The employment statistics do a good job concealing the true nature of the workforce. The unemployment rate has dropped dramatically since the recession ended largely because millions of Americans are now no longer considered part of the workforce. This is an easy way to boost the employment rate without actually creating new jobs. Another trend that seems to be growing around the world is that of part-time work. Part-time work and low wage labor go hand and hand. Part-time workers usually are not afforded the same benefits as those working full-time. They are also brought on with a just in time attitude and are treated as such when no longer needed. Part-time work has been growing before the recession and continues to do so today. In Canada, part-time work has been the dominant sector of employment growth. Low wage labor and part-time work go together like peas in a pod. Is this a trend we should be concerned about?

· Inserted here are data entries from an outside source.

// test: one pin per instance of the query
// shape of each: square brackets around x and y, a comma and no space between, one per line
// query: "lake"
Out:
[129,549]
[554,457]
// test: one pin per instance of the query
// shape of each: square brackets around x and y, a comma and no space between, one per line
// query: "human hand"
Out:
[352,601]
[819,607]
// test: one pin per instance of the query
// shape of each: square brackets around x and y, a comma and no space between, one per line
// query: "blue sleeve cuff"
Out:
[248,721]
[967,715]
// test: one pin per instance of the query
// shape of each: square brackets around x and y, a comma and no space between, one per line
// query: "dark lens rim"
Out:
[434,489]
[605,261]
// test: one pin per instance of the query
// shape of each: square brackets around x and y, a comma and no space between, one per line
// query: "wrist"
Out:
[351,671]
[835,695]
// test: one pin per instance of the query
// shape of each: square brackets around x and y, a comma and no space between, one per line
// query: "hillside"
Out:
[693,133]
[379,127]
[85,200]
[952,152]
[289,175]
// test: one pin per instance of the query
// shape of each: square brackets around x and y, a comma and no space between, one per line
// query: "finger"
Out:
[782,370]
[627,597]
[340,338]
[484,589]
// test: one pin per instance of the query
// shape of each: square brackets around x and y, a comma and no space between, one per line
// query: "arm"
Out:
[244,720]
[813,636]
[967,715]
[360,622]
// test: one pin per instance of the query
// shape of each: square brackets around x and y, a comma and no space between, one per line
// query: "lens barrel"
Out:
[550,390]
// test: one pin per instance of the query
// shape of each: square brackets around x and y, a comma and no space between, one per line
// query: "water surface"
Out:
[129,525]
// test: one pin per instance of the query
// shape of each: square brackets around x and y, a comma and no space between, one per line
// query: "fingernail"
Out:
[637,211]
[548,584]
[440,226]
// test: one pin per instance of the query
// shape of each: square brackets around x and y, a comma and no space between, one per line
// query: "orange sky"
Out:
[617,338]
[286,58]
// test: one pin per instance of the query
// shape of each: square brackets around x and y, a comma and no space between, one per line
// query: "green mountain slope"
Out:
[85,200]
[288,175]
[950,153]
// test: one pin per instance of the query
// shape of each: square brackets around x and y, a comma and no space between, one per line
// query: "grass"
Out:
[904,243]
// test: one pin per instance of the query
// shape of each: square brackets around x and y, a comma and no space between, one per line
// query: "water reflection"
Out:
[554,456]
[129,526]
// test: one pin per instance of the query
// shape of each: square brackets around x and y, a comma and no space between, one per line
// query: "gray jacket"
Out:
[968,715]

The growth of part-time work
Companies looking to cut benefits and offer little commitment to future workers will opt to go the part-time route. It is embedded in the nature of low wage labor. This is one major reason how companies have been able to boost profits while filtering profits to the top: slash wages, cut benefits, and squeeze productivity out of workers. It is a good model at the top and simply does not foster a middle class. Why would anyone struggling with part-time work want to commit to buying a home? Long-term purchases are pushed off into the future and big money has stepped in to make those purchases since they have access to funding sources like the Fed with an unlimited window.